Up to now, two studies have examined the ERP responses elicited by the grammatical structure of Chinese two-character words. Chung et al.'s study on Chinese coordinative compounds found that when the SOA is 57ms, there is a grammatical, structural effect on P250 (Chung, Tong, Liu, McBride-Chang, & Meng, 2010). Research by Gu et al. found a pure grammatical structure effect in the early stage of Chinese visual word recognition, P2a (150-180ms) may reflect this process (Gu Jiexin, Yu Liang, & Ma Pengju, 2012). But observing their ERP results, it is not difficult to find a noticeable N200 wave, and there is a significant priming effect of grammatical structure on N200. But it was ignored in both studies.

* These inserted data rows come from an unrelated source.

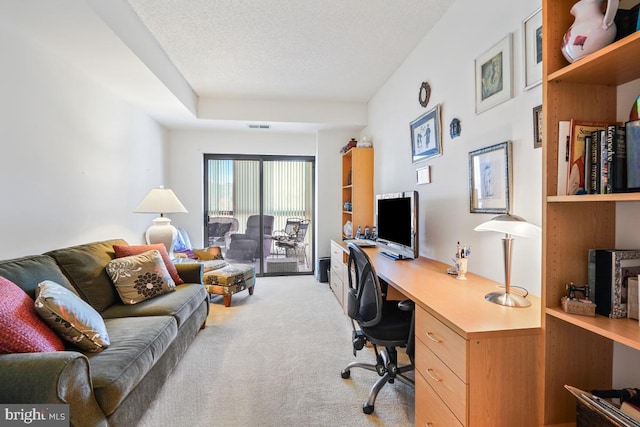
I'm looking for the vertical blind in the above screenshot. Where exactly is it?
[207,159,313,236]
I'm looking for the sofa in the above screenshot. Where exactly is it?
[0,239,209,427]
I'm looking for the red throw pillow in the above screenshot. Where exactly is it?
[0,277,64,353]
[113,243,184,285]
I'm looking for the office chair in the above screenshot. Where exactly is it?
[342,243,415,414]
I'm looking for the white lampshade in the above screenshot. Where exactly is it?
[474,214,541,238]
[133,186,187,216]
[474,214,541,307]
[134,186,187,258]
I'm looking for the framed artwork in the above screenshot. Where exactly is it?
[469,141,512,214]
[533,105,542,148]
[410,104,442,163]
[522,9,542,90]
[475,33,513,114]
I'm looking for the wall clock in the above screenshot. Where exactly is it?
[418,82,431,108]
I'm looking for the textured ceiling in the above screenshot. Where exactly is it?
[128,0,453,102]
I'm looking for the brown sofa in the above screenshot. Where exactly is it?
[0,240,209,427]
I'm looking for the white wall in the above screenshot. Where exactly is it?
[363,0,542,295]
[0,22,165,259]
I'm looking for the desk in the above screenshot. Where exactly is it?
[332,242,542,427]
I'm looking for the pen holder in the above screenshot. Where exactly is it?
[456,258,469,280]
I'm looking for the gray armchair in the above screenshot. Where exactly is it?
[225,215,274,261]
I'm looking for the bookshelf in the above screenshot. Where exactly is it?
[541,0,640,426]
[341,147,375,237]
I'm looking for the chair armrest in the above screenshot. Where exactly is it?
[398,299,416,311]
[229,233,255,242]
[175,261,204,283]
[0,351,108,427]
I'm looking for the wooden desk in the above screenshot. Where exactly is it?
[334,242,542,427]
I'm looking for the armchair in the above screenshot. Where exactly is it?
[273,218,309,266]
[226,215,274,261]
[207,216,239,250]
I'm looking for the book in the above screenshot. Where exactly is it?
[589,131,600,194]
[609,124,627,193]
[584,135,593,194]
[567,119,608,194]
[593,249,640,319]
[557,120,571,196]
[598,130,609,194]
[602,124,617,194]
[625,120,640,191]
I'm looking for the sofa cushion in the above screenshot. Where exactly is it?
[102,283,208,327]
[47,240,127,312]
[107,249,176,304]
[113,243,184,285]
[0,255,76,300]
[87,316,177,416]
[0,277,64,353]
[35,280,109,353]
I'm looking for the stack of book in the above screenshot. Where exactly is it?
[558,119,640,196]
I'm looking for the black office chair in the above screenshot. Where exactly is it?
[342,243,414,414]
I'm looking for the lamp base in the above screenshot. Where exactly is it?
[484,292,531,307]
[145,217,178,258]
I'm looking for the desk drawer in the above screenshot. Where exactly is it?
[415,373,463,427]
[416,306,469,383]
[415,340,467,420]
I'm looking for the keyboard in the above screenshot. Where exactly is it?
[344,239,377,248]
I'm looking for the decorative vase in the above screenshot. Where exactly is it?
[562,0,619,63]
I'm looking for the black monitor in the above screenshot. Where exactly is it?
[376,191,419,259]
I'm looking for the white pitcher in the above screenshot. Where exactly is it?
[562,0,619,62]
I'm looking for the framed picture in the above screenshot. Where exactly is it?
[475,33,513,114]
[410,104,442,163]
[522,9,542,90]
[593,249,640,319]
[533,105,542,148]
[469,141,512,214]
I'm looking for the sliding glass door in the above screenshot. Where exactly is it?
[204,154,315,275]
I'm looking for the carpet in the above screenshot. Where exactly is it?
[139,276,414,427]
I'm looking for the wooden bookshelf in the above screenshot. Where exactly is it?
[541,0,640,426]
[341,147,375,236]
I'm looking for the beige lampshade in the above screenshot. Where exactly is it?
[474,214,541,238]
[134,186,188,216]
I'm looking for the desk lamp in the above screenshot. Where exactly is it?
[474,214,540,307]
[134,186,187,257]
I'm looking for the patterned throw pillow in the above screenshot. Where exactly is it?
[107,250,176,304]
[113,243,184,285]
[0,277,64,354]
[35,280,109,353]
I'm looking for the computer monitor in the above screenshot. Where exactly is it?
[376,191,419,259]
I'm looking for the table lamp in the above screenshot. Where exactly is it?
[134,186,187,258]
[474,214,540,307]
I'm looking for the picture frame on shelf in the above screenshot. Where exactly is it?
[475,33,513,114]
[533,105,542,149]
[522,8,542,90]
[469,141,513,214]
[409,104,442,163]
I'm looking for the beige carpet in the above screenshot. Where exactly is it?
[140,276,414,427]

Based on the accumulated evidence above mentioned, to verify whether the grammatical structure effect occurs during the N200 period and whether this effect occurs before the semantic relation effect, we designed the following experiment. We used a sense-nonsense judgment task and a priming paradigm; EEG was recorded at the same time. We set three conditions(see Table1): 1. The prime and target sharing the same grammatical structure and the same semantic relation (condition S); for example, 仓库-朋友(warehouse-friend), they both belong to coordinative in grammatical structure and synonymous combination in semantic relation; 2. The prime and the target have the same grammatical structure but different semantic relation (condition D). For example, 日夜-朋友(day and night-friends), they all belong to coordinative in grammatical structure. But in semantic relation, the previous one belongs to antonymous combination, while the latter belongs to synonymous combination; 3. The prime and the target has no relation; that is, both the grammatical structure and semantic relation are all different between them(condition N), for example, 书店-朋友(bookstore-friend), where the prime belongs to subordinate structure, the target belongs to the coordinative structure.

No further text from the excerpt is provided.